Baltimore police probe impound lot security in wake of car theft

Crime,Therese Umerlik
The investigation into the theft of a car from Baltimore’s impound lot is now focused on how crucial information may have leaked from the facility’s internal records.

A high-ranking source familiar with the investigation said police are now probing if the man charged in the case had help obtaining records regarding the car’s owner, condition and vehicle identification number — information the defendant would have needed to take the car off the lot without the owner’s consent.

Charging documents allege Juwann Smith, 26, of the 300 block of Garden Gate Lane in Annapolis, presented a fake notarized document with the forged signature of the car’s owner, Antonio Brown, when the 2003 Volkswagen Passat was picked up Oct. 29.

Police allege Smith presented the fake letter along with his driver’s license to an impound lot employee, who released the car to Smith two days before Brown went to claim it. 

But impound lot regulations require either the vehicle registration or Maryland Motor Vehicles Administration title to claim a car, so investigators are probing how Smith obtained either document — or if he was allowed to take the car without presenting the necessary documentation.

Brown said the car’s registration was in the car’s glove compartment, and that he has a copy of the title.

Police spokesman Troy Harris said how Smith obtained documentation to take the car is part of the ongoing investigation, which may include multiple suspects.

“We are currently seeing how deep the rabbit hole is,” Harris said Thursday.

The Baltimore Police Department’s Regional Auto Theft Task Force arrested Smith on Tuesday at the impound lot.
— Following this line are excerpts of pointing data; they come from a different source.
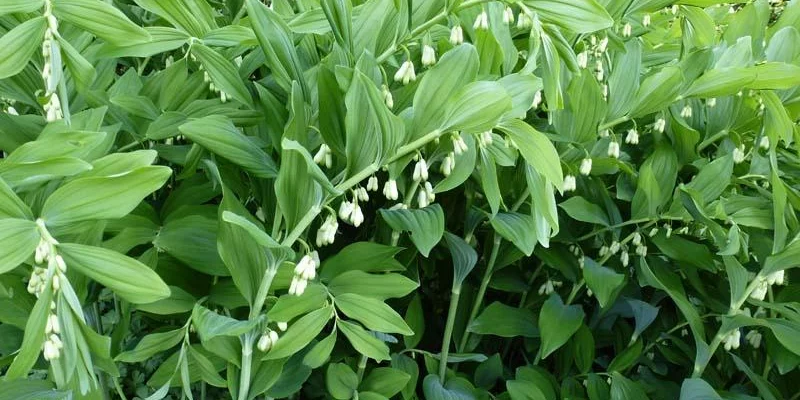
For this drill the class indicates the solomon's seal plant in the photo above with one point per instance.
(373, 199)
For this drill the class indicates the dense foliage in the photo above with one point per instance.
(371, 199)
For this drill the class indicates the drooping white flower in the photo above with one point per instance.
(508, 16)
(569, 183)
(586, 166)
(456, 35)
(420, 171)
(481, 21)
(613, 149)
(390, 190)
(583, 59)
(738, 154)
(428, 55)
(632, 137)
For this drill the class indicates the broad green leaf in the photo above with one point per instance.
(361, 256)
(18, 44)
(581, 209)
(18, 240)
(210, 324)
(20, 6)
(341, 381)
(289, 306)
(464, 258)
(219, 136)
(377, 286)
(374, 314)
(537, 150)
(579, 16)
(505, 321)
(102, 197)
(698, 389)
(11, 206)
(130, 279)
(102, 20)
(300, 333)
(516, 228)
(557, 323)
(151, 345)
(476, 107)
(363, 341)
(603, 281)
(721, 82)
(320, 353)
(425, 224)
(455, 69)
(223, 73)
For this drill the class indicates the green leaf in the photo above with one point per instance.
(223, 73)
(581, 209)
(516, 228)
(341, 381)
(300, 333)
(464, 258)
(385, 381)
(218, 135)
(698, 389)
(151, 345)
(557, 323)
(210, 324)
(20, 6)
(455, 69)
(129, 278)
(425, 224)
(102, 197)
(363, 341)
(361, 256)
(18, 44)
(18, 240)
(377, 286)
(374, 314)
(102, 20)
(536, 148)
(604, 282)
(320, 353)
(289, 307)
(579, 16)
(501, 320)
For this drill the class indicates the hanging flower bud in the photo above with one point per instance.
(569, 183)
(586, 166)
(627, 30)
(583, 59)
(420, 171)
(390, 190)
(456, 35)
(508, 16)
(481, 21)
(428, 56)
(372, 184)
(738, 154)
(537, 99)
(613, 149)
(632, 137)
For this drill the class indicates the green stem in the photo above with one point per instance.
(448, 332)
(487, 276)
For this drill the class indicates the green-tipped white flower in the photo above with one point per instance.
(569, 183)
(456, 35)
(586, 166)
(428, 55)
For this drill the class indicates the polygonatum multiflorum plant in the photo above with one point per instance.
(408, 199)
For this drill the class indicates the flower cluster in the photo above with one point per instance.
(304, 271)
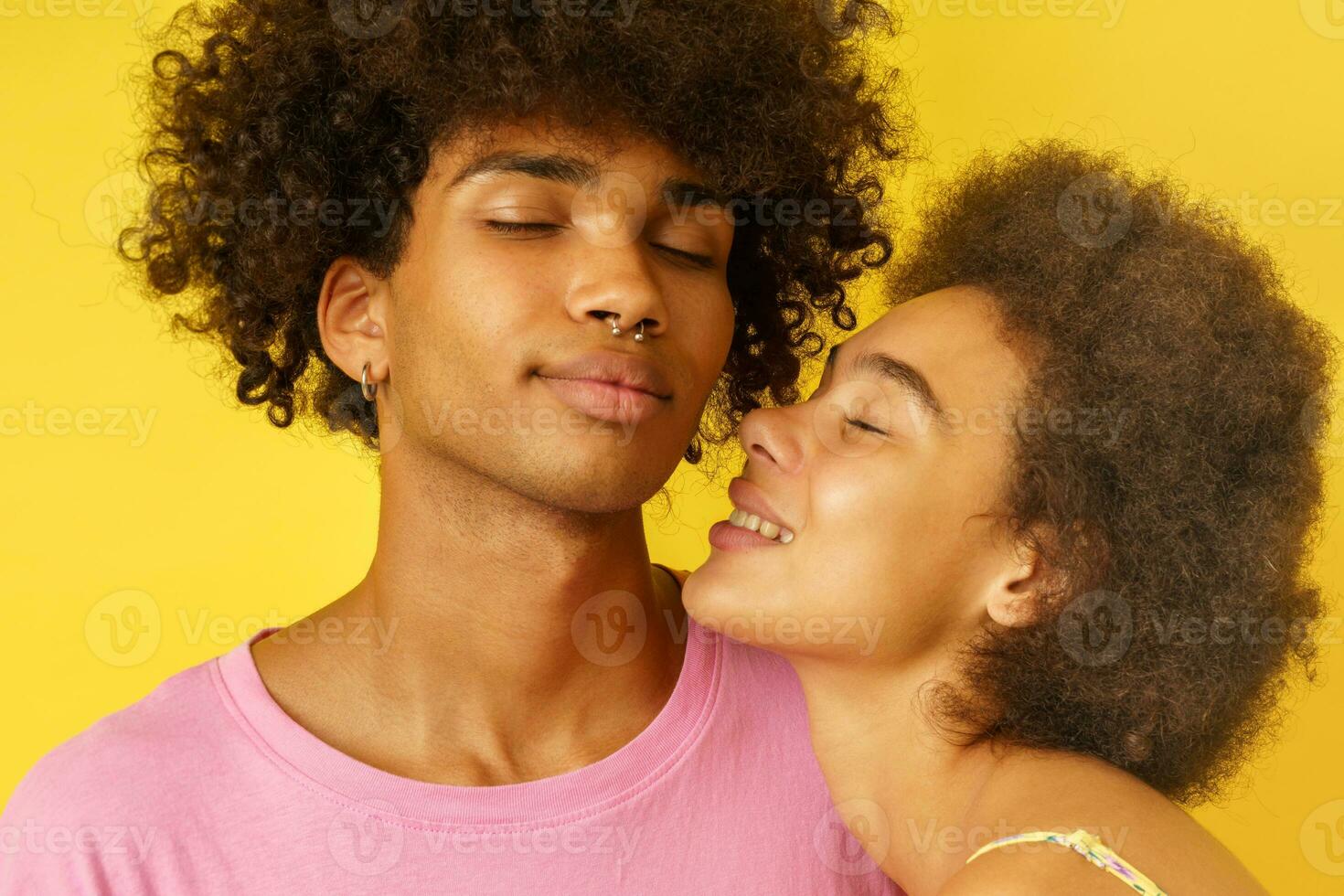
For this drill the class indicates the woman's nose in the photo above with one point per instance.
(769, 438)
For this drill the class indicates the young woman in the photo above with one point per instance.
(1037, 544)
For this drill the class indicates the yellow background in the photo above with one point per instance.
(219, 524)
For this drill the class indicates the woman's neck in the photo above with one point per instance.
(905, 790)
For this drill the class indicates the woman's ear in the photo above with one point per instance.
(1017, 592)
(351, 320)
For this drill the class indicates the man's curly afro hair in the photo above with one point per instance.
(1180, 540)
(297, 102)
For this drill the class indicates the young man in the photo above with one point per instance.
(519, 252)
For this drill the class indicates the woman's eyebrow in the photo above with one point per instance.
(897, 371)
(572, 172)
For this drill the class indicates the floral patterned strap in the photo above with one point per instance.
(1089, 848)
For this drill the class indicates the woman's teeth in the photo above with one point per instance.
(765, 527)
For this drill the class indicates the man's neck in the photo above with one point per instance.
(476, 666)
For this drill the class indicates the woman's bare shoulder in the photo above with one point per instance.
(1038, 790)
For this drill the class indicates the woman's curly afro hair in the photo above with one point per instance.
(1179, 539)
(297, 102)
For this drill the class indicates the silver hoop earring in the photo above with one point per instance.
(368, 389)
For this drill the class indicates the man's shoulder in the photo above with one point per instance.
(128, 758)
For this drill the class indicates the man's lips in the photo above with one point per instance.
(605, 400)
(615, 368)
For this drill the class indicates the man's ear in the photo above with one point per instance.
(351, 320)
(1017, 592)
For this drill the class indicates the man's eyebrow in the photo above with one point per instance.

He has been charged with forgery, unlawful taking of a motor vehicle and felony theft.

Calls to the phone number listed for his Annapolis address were not returned by press time.

The arrest came several days after Brown said someone had picked up his car from the city’s Pulaski Highway impound lot without his permission.

Brown said that when he arrived at the facility Oct. 31, the impound employee told him a man named “Juan Smith” had already picked up the car. Brown, who said he did not know anyone by that name, then reported the car stolen.

After posting $10,000 bond, Smith was released.

He is scheduled for trial Dec. 19.

Police said they have yet to locate Brown’s car.

“At this point, we do not know where it is,” Harris said.

Meanwhile, new details of the circumstances surrounding the suspension of a city police officer who worked at the impound lot emerged.

Sources familiar with the investigation said the officer, whom police have yet to name, was dismissing tickets and fines levied against motorists in exchange for cash.

Police do not believe the officer’s case is related to the theft of the Passat.